The goal is to maximize the following function: \begin{align} K_p(q) = q\log \frac{q}{p} + (1-q)\log \frac{1-q}{1-p} \end{align} where \begin{align} 0 \leq q \leq 1 \end{align} and $p \in (0,0.5)$ and is some constant. In other words, I'm maximizing the KL divergence in terms of one Bernoulli variable with success parameter $q$ with regard to another Bernoulli with success parameter $p$. The way I've set it up, I can see without formal calculations that it's maximized when $q=1$.
However, I'd like to use the KKT conditions to solve this problem formally and I'm running into problems doing that.

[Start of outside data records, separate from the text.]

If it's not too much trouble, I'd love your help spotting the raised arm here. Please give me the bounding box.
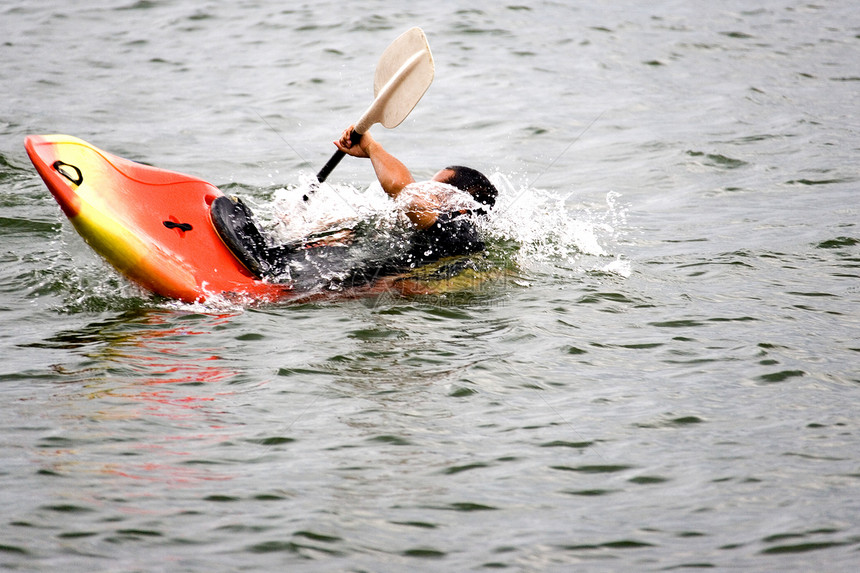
[335,126,415,198]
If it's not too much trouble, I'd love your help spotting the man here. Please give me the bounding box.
[335,126,498,267]
[212,126,498,290]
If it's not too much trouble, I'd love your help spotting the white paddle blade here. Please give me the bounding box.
[355,28,436,133]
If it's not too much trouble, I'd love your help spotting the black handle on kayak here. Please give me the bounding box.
[317,129,362,183]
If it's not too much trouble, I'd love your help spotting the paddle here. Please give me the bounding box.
[311,28,435,184]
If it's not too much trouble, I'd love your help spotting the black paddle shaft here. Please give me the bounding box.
[317,129,362,183]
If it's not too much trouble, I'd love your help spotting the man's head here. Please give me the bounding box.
[433,165,499,207]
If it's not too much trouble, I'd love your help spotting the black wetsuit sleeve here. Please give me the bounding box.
[409,213,484,265]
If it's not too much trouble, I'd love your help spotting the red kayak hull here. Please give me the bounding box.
[25,135,292,302]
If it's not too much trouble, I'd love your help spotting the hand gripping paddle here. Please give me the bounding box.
[317,28,435,183]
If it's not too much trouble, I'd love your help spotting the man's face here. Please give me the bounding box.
[433,169,454,183]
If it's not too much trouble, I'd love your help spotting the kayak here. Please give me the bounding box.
[24,135,293,302]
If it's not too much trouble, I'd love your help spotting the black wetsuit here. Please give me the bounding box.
[211,196,484,290]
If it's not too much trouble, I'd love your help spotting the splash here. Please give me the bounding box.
[482,173,630,277]
[42,172,631,314]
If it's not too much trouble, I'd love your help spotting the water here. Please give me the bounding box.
[0,0,860,571]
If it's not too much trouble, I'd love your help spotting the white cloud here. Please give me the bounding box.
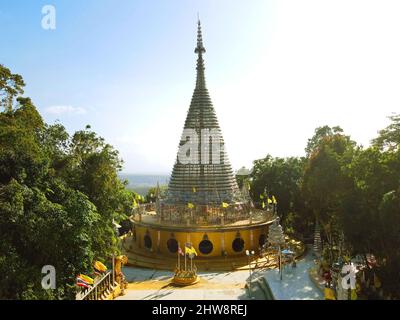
[45,106,87,115]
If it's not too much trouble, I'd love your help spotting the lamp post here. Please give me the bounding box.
[246,250,254,297]
[268,217,285,280]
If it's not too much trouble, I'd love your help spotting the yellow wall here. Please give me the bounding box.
[135,224,268,257]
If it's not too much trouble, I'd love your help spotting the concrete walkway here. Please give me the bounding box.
[117,267,264,300]
[264,250,324,300]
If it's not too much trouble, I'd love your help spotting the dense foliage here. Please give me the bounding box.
[251,122,400,298]
[0,65,134,299]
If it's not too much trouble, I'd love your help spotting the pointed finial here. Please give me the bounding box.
[194,18,206,55]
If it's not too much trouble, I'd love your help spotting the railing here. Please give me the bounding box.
[76,271,115,300]
[131,205,274,227]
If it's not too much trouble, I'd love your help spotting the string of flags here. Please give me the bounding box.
[260,193,278,209]
[185,243,197,256]
[76,261,108,289]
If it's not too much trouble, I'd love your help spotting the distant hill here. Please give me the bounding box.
[119,174,169,196]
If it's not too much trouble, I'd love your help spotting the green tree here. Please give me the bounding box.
[0,64,25,112]
[302,126,355,261]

First, I set up the Lagrangian to minimize with the KKT conditions: \begin{align} \mathcal{L}(q,\mu,\lambda) & = -K_p(q) - \mu(1-q) - \lambda q \newline \textrm{where} \quad & \mu, \lambda \geq 0 \newline & 0 \leq q \leq 1 \newline & \mu(1-q) = 0 \newline & \lambda q = 0 \end{align} I then set the derivative in terms of $q$ to zero and plug it back in and get the following dual form: \begin{align} D(\mu,\lambda) & = -\mu + \log(1-p+pe^{\mu-\lambda}) \newline & = \log(e^{-\mu}-pe^{-\mu}+pe^{-\lambda}) \end{align} which I'm supposed to maximize.
But again, I run into the problem where the maximum of the dual is attained when $\mu,\lambda=0$ (and I got these values again by looking at the equation because setting derivatives to zero was infeasible). Which, according to the KKT conditions, means that q is neither zero nor one. But that can't be right, because the maximum of $K$ is attained when $q=1$.
And my obvious question is: what am I doing wrong? And how is this done correctly?